This article by Glenn Greenwald is generally good, with one glaring exception:
What we find here is that the extremes on both sides of every conflict eventually come to mirror one another perfectly. Israelis settlers and Hamas have an equal desire to prevent a peace agreement and for the same reasons.
The notion that Hamas wants to prevent a peace agreement is certainly received wisdom in the U.S., but it's also completely false. Here's Hamas Prime Minister Ismail Haniyeh:
In a rare public appearance, the leader of the Hamas authority in Gaza, Ismail Haniyeh, said the organisation was willing to accept a Palestinian state within the borders that existed before the 1967 war. [...] "If there is a real plan to resolve the Palestinian question on the basis of the creation of a Palestinian state within the borders of June 4, 1967, and with full sovereignty, we are in favour of it."
"There is a position and program that all Palestinians share," he tells NEWSWEEK. "To accept a Palestinian state on the 1967 borders with Jerusalem as the capital. With the right of return. And this state would have real sovereignty, on the land and on the borders. And with no settlements."
So Hamas's position is exactly in line with the rest of the civilized world, and the opposition to a peace agreement based on the 1967 borders comes—as it always has—from Israel and the United States.
But the notion that Hamas wants to prevent peace "for the same reasons" as Israeli settlers isn't just factually wrong but fundamentally misguided as well. Israeli settlers (and the Israeli political establishment generally) want to prevent peace because they know any real peace agreement will mean they'll have to stop stealing Palestinian land, whereas Hamas and other Palestinian resistance groups want to keep them from stealing any more of it. Even if we were to ignore the facts and accept for the sake of argument that Hamas wants to prevent peace, it's not as though Hamas members are flying from Gaza to establish settlements and set up military checkpoints in Brooklyn.

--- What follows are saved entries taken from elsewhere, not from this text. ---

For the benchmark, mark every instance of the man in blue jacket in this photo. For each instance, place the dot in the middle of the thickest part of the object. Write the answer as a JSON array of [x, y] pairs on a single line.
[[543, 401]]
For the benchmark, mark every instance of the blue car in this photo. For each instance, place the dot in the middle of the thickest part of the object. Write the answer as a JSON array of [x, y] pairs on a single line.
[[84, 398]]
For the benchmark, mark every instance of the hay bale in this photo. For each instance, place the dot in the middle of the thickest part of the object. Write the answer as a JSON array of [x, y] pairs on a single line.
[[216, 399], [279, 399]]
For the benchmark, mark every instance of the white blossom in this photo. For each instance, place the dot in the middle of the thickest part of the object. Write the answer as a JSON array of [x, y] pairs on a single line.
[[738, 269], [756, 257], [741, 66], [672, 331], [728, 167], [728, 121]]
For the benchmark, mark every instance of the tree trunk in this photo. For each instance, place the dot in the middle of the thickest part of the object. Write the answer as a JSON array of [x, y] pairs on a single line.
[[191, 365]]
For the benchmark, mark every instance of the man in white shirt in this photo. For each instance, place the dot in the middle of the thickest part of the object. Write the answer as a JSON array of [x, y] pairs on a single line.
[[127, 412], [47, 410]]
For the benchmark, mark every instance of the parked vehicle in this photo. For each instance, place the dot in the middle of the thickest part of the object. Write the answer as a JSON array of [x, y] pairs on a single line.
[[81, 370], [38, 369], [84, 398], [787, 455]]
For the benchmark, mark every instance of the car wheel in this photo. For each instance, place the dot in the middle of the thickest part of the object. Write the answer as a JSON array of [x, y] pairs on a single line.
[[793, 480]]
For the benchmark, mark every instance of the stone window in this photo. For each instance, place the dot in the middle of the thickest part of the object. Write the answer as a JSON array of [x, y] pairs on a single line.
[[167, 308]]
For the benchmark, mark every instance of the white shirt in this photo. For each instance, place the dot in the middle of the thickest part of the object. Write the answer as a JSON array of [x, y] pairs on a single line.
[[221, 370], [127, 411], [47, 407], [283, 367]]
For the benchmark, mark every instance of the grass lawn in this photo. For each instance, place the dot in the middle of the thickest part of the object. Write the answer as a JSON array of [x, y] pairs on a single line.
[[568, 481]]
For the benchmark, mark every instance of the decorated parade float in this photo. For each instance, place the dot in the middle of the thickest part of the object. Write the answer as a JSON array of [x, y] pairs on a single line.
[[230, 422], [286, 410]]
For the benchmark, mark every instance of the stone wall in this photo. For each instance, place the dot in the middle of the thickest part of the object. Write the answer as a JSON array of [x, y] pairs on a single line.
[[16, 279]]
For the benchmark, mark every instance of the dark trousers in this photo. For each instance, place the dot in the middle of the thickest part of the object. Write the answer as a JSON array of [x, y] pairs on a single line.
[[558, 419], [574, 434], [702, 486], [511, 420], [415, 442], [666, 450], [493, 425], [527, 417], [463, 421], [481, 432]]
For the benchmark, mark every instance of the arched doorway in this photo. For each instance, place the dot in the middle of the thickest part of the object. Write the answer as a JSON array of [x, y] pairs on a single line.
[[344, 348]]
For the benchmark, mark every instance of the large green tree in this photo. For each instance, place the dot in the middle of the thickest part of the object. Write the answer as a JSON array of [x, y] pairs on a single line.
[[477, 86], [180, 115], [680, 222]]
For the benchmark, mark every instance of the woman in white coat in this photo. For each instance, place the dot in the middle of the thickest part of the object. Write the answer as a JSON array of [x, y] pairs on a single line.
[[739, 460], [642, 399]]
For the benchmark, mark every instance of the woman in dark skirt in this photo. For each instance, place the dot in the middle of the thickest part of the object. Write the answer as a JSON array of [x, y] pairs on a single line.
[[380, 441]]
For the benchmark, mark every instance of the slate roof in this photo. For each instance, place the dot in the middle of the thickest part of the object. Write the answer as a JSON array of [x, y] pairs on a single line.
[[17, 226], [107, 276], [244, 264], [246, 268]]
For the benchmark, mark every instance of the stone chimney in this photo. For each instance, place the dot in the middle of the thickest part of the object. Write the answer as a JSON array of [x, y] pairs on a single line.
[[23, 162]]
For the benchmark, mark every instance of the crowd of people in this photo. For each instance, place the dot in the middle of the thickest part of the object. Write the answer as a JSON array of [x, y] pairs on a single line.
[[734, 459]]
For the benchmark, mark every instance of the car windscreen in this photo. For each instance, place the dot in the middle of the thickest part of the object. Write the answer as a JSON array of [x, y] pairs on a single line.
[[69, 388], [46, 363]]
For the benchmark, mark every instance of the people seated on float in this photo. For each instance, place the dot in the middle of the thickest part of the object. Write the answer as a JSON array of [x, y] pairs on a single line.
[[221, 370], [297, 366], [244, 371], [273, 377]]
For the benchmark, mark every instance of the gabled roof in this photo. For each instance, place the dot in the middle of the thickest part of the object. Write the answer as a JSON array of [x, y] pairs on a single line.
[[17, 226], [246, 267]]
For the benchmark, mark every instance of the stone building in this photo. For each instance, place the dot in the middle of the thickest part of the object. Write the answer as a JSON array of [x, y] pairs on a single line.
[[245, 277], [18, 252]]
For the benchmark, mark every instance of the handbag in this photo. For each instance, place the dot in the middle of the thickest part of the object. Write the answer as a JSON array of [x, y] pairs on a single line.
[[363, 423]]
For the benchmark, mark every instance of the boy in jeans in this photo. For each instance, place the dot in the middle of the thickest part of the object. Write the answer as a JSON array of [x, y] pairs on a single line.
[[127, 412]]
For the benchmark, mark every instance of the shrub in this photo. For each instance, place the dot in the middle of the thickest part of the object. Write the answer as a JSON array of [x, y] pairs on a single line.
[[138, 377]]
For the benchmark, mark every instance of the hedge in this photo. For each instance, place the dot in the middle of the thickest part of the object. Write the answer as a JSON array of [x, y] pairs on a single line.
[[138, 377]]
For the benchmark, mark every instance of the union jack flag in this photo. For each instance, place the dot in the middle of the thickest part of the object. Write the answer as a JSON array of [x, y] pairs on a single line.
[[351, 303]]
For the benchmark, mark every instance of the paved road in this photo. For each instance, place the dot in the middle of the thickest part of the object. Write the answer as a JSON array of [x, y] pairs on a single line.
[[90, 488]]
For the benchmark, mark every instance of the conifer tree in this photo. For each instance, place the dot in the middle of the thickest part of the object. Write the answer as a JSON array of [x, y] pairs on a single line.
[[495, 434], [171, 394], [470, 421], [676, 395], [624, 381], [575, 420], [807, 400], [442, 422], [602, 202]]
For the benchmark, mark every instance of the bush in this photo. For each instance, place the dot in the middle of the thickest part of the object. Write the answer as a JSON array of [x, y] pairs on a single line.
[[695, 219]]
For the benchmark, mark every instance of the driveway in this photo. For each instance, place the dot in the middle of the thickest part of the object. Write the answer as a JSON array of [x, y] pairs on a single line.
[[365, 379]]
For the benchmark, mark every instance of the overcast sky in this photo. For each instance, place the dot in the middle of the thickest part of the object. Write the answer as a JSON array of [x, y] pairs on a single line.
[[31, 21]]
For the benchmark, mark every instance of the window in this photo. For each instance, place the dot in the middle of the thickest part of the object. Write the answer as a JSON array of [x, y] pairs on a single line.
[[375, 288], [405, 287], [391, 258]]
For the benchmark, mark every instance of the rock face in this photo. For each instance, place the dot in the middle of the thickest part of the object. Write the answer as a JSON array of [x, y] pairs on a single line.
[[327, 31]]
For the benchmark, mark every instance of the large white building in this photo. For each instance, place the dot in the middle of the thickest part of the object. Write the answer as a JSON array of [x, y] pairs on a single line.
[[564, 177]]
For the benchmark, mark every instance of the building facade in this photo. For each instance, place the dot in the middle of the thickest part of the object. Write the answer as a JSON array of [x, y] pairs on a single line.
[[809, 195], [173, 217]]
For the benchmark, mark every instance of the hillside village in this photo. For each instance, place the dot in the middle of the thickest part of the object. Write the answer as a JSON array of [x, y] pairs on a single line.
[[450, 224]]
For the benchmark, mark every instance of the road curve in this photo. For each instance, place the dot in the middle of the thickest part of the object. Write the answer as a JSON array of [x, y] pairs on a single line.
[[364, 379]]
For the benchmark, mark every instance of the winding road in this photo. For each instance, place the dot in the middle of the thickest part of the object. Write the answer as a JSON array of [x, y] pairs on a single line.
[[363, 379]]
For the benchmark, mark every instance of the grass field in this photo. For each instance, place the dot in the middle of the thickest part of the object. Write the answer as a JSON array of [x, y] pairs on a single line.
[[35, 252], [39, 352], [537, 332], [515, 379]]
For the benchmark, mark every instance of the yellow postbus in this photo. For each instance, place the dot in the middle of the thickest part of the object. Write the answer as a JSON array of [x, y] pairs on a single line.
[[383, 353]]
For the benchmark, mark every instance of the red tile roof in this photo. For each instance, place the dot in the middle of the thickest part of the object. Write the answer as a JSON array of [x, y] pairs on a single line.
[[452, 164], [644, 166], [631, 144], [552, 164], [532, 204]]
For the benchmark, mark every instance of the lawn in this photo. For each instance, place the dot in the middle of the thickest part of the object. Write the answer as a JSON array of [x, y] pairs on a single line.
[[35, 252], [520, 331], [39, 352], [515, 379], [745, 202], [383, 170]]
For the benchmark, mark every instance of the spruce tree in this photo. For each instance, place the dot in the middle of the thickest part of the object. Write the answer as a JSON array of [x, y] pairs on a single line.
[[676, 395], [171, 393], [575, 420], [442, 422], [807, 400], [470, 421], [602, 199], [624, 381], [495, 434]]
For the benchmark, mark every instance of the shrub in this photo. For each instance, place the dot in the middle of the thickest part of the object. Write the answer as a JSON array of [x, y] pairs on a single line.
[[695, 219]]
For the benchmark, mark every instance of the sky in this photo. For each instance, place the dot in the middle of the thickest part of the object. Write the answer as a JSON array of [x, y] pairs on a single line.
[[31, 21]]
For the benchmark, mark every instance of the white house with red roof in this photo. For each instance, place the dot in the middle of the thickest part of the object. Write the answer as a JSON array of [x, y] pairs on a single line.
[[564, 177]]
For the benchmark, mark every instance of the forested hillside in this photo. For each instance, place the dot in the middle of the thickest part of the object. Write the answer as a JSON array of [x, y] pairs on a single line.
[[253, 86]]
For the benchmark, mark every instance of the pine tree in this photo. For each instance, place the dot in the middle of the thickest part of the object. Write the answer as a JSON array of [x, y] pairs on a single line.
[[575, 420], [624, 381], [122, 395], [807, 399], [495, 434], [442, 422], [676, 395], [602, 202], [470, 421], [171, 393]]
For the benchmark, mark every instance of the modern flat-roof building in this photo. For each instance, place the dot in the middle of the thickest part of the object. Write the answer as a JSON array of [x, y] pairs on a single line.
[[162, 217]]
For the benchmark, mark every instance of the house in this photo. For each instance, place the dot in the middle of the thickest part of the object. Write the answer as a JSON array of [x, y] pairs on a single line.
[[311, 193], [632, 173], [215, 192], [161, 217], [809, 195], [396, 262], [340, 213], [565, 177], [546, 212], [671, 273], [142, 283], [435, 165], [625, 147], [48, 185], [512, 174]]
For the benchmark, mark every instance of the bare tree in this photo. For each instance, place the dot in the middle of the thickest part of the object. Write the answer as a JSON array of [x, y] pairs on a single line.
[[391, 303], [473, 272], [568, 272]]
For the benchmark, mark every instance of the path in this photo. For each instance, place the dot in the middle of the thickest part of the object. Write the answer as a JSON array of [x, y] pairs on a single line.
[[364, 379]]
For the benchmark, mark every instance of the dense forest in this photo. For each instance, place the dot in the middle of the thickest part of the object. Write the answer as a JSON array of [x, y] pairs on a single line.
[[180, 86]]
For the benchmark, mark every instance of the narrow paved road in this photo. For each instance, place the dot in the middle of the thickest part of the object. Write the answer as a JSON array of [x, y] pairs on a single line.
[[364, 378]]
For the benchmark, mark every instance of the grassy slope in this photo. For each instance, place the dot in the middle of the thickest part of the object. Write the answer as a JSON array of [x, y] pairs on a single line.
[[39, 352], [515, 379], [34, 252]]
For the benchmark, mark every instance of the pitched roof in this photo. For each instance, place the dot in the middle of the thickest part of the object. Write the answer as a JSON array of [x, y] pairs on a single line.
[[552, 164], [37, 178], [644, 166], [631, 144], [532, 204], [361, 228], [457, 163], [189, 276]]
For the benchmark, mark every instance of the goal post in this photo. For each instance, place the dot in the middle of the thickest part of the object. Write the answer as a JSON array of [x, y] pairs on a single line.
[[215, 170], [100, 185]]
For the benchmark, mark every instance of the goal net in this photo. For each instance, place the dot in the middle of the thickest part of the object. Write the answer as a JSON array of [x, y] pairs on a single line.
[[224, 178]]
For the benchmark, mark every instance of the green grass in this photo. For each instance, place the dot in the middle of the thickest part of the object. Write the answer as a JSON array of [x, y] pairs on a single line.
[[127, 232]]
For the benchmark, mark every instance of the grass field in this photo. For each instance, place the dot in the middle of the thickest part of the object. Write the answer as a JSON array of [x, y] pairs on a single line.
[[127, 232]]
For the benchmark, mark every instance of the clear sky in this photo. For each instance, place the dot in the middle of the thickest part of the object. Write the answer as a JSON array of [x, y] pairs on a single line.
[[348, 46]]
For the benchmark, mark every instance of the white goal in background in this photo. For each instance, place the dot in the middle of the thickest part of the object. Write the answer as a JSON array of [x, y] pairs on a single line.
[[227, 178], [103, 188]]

So not only is there no parity between these two positions, it's impossible for there to be parity between them. Even the most strident and rejectionist member of Hamas would have a more coherent moral justification for his position than an Israeli settler, and you can no more reasonably equate their motivations than you can compare the Sioux to the European colonists who drove them from the land.
AND ALSO: No discussion of Hamas and peace would be complete without this background:
[B]eginning in the late 1970s, Tel Aviv gave direct and indirect financial aid to Hamas over a period of years. Israel "aided Hamas directly -- the Israelis wanted to use it as a counterbalance to the PLO (Palestinian Liberation Organization)," said Tony Cordesman, Middle East analyst for the Center for Strategic Studies. [...] "The thinking on the part of some of the right-wing Israeli establishment was that Hamas and the others, if they gained control, would refuse to have any part of the peace process and would torpedo any agreements put in place," said a U.S. government official who asked not to be named.
So whenever you hear an Israeli official bemoaning the lack of a "partner for peace" or claiming that Hamas can't be bargained with, never forget the unspoken clause: exactly as we intended. In fact the Israeli assault on Gaza in December of 2008 was in large part an attempt to reverse Hamas's acceptance of peace and willingness to pursue change through elections rather than force, but—as the quotes from Haniyeh and Meshaal show—it failed in this way just as it failed in so many others.